Carolina GalleguillosPerson was signed in when posted  6
10-17-2006 03:03 PM ET (US)
Edited by author 10-17-2006 03:03 PM
I wonder if shape features would improve recognition in this approach, although they say that biology is unlikely to use geometrical information (why?). It would have been interesting to know the performance on computing the features for the detection part (single class and multiclass experiments).
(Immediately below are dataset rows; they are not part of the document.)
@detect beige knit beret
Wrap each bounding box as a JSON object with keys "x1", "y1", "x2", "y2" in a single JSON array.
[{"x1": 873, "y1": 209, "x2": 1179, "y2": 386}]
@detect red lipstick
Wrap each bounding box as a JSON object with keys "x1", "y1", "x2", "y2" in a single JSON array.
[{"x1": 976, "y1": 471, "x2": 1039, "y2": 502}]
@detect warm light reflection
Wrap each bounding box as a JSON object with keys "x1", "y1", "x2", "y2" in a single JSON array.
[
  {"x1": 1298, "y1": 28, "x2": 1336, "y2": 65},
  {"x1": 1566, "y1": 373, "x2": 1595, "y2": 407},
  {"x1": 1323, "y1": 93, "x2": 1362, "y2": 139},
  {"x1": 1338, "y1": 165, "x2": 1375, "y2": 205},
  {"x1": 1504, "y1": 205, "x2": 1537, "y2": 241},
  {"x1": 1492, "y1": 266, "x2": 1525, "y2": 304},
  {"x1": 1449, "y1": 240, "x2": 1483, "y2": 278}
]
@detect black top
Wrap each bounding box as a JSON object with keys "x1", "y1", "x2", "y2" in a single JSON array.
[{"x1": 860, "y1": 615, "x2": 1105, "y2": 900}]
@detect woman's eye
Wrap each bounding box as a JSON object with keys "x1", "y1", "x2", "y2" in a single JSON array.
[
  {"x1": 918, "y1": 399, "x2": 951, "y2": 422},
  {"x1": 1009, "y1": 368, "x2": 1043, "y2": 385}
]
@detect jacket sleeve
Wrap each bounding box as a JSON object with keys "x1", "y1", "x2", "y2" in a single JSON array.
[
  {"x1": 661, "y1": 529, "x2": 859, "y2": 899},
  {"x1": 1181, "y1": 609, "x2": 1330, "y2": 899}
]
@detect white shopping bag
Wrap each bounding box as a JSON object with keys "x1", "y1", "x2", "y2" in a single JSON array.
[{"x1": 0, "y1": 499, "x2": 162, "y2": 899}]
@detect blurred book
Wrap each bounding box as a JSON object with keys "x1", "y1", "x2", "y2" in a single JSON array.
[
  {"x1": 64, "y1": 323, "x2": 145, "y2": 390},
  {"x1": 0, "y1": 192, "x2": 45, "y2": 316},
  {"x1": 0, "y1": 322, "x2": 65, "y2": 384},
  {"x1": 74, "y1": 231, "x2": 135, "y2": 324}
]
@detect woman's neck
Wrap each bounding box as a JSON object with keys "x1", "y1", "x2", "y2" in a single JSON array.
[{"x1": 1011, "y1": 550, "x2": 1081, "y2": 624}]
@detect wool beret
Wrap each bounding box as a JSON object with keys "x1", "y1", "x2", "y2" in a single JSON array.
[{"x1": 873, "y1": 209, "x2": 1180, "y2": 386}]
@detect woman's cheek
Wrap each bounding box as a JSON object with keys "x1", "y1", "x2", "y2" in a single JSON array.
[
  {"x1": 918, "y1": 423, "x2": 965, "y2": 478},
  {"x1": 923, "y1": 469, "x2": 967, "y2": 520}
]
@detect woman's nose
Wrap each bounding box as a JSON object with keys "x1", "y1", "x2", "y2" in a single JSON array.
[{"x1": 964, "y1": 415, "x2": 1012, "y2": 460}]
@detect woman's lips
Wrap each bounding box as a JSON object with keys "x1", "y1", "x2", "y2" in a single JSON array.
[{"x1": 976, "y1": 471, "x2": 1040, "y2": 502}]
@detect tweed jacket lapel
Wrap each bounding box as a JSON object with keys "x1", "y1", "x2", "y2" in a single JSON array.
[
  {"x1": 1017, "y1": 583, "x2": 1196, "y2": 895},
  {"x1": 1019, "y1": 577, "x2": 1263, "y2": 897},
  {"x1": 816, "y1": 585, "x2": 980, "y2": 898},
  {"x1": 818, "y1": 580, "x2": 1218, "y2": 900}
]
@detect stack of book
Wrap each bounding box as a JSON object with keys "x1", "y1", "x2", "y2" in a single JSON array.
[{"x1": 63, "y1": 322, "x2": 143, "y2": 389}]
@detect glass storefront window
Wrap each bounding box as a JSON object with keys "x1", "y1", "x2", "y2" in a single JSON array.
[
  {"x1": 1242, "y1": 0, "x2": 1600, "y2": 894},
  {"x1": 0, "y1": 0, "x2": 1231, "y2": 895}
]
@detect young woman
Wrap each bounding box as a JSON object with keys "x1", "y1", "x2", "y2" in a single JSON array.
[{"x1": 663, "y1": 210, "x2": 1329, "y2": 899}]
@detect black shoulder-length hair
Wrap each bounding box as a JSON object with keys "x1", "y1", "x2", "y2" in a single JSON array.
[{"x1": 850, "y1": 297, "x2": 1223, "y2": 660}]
I didn't understand very well what is max pooling.
Adam  5
10-17-2006 01:16 PM ET (US)
The authors make the seemingly bold claim that "with such degree of invariance, it is unlikely that the SIFT-based features could perform well on a generic object recognition task." Is this a fair assessment? Has SIFT been applied with better results in the past to these datasets? If they are correct, I would think they could have found a better performing target for comparison to their own features.
Boris  4
10-17-2006 01:01 PM ET (US)
When they compare their method to SIFT, they use SIFT in a very funny way... They select 1000 keypoints at random from the training data, and then the feature vector for each novel image is the min distance from each selected training keypoint to some keypoint in the novel image (if I understand correctly). I've never heard of this being done before, and I wonder how it compares to the more standard ways of using SIFT for object recognition.

Also, I wonder how fast their implementation is.
TingfanPerson was signed in when posted  3
10-17-2006 12:51 PM ET (US)
Q: SVM usually has better performance using non-linear kernels such as RBF. Why do this paper and most its citations use a linear kernel?

Is it because that
(a) Linear kernel is more similar to huamn neural network.
(b) Non-linearity has been introduced at S2 step.
(c) #feature is so large so that the problem is linear separable
Anton  2
10-17-2006 11:24 AM ET (US)
In page 2, column 2:
When determining which filters to use for S1, a large number of filters is created by sampling the parameter space, then applying those filters to commonly used V1 stimuli and removing those which are incompatible with biological cells.
How is it determined if a filter is incompatible with biological cells? and what effect would using an incompatible filter have on the overall process?
Deborah  1
10-17-2006 04:47 AM ET (US)
1. On page 3, top of 2nd column:

    "The large pool of K patches are of various sizes"

    Do "K" and the "patch size" have a biological interpretation?


2. Figure 6 shows the S2 features. What do the C2 features look like since they are the final features being used?